At Rs 1,800-crore, the deodorant market in India has simply exploded in the last few years thanks to the entry of a number of players, both big and small. Almost 65-70 per cent of this market is targeted at men alone, so new brands need a unique selling proposition to survive, say market experts. “We studied the market carefully to see if there were need gaps we could address,” says Darshan Patel, managing director, Vini Cosmetics. “We soon realised that the amount of essence or perfume in a deodorant was not high. This resulted in wastage when sprayed. Our idea was to have a product that addressed this need,” he says.
The company launched Fogg about a year ago on the platform ‘No Gas, Only Perfume’, pricing it at a slight premium to rivals such as Axe from Hindustan Unilever (HUL). While Patel declines to give market share details, saying it is a new entrant, industry sources says Fogg has been doing well in channels such as modern trade, which is considered a good barometer for personal care brands owing to the slightly premium profile of shoppers who walk in there. Patel says that Fogg, which is available in variants targeted at both men and women, is doing sales of about 300,000 units per month at the moment from a miniscule number earlier. “People wondered whether we were really different from the rest. But in the last eight to nine months, we’ve made steady progress thanks to consistent advertising,” he says.
Market experts say that creating blockbuster products is a quality that Patel harnessed at Paras, which he co-founded with his brother Girish Patel. He now proposes to emulate that strategy at Vini.

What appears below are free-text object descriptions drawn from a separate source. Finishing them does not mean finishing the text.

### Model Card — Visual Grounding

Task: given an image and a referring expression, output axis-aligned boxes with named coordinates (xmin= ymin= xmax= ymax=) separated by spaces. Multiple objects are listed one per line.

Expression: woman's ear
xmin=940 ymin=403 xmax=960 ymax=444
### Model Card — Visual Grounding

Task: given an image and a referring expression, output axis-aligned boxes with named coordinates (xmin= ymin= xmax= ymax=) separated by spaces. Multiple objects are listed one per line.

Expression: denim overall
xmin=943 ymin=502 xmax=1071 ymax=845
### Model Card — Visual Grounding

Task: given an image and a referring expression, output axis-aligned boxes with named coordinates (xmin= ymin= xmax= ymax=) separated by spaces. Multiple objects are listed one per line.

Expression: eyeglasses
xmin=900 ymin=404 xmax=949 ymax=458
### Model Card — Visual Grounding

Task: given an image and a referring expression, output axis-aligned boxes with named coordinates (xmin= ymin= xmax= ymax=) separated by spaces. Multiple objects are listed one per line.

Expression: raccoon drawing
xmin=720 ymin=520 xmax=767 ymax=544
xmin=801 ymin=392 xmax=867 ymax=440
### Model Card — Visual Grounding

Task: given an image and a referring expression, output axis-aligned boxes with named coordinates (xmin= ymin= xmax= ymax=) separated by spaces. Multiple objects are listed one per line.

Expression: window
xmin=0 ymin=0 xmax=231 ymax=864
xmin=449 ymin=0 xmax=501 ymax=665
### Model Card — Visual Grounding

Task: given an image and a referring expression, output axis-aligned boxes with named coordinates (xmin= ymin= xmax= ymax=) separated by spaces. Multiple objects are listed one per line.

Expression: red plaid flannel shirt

Ditto for Mumbai-based Midas Care, whose brand Relispray, a pain reliever in aerosal format, is familiar to consumers in and around the financial capital. Walk into any pharmacy store asking for a pain reliever and the attendant is most likely to push Relispray instead of Ranbaxy’s Volini or even Reckitt’s Moov. Shivangi Gupta, director, Midas Care admits that the company has had a strong equity in the west of India in markets such as Maharashtra, Gujarat and Karnataka. In the last few years, however, Midas has increased distribution and reach of the brand in markets in the south, north and east of the country. This has pushed it to the number two slot at 40 per cent share behind Volini, which has 55 per cent share among pain relievers in aerosol format. This market, while still small at about Rs 200 crore in comparison to the rub market which is an over Rs 1,000 crore category including creams, balms, ointments etc, is steadily gaining ground thanks to the ease of use. Most pain reliever brands today, says Gupta, are looking at aerosol formats besides rubs to drive growth.
While Midas and VI-John have cleverly built their equity in a few key markets before moving beyond these regions in their quest for growth, for the makers of Streax hair colour, Mumbai-based Hygience Research Institute (HRIPL), that is, the challenge was different — how do you find your feet in a market dominated by multinationals. “It wasn’t easy,” says Manish Chhabra, managing director, HRIPL.
“We came in at a time when the hair colour market was beginning to evolve. This was a few years ago. But consumers preferred multinational brands rather than Indian products since the foreign brands had an equity and legacy attached to them. The trust factor was clearly higher when they came into the picture,” he says.
It was a painstaking effort, Chhabra says, to build a market for Streax. This included launching different colours, using superior technology in the product and also indulging in chic communication with actor Malaika Arora as the face of the brand. There has been no looking back. Streax is the number two brand in the Rs 450-crore-hair-colour market today with a share of about 14 per cent. No small feat given that the multinationals still call the shots. Garnier, for instance, has a share of 40 per cent in the category.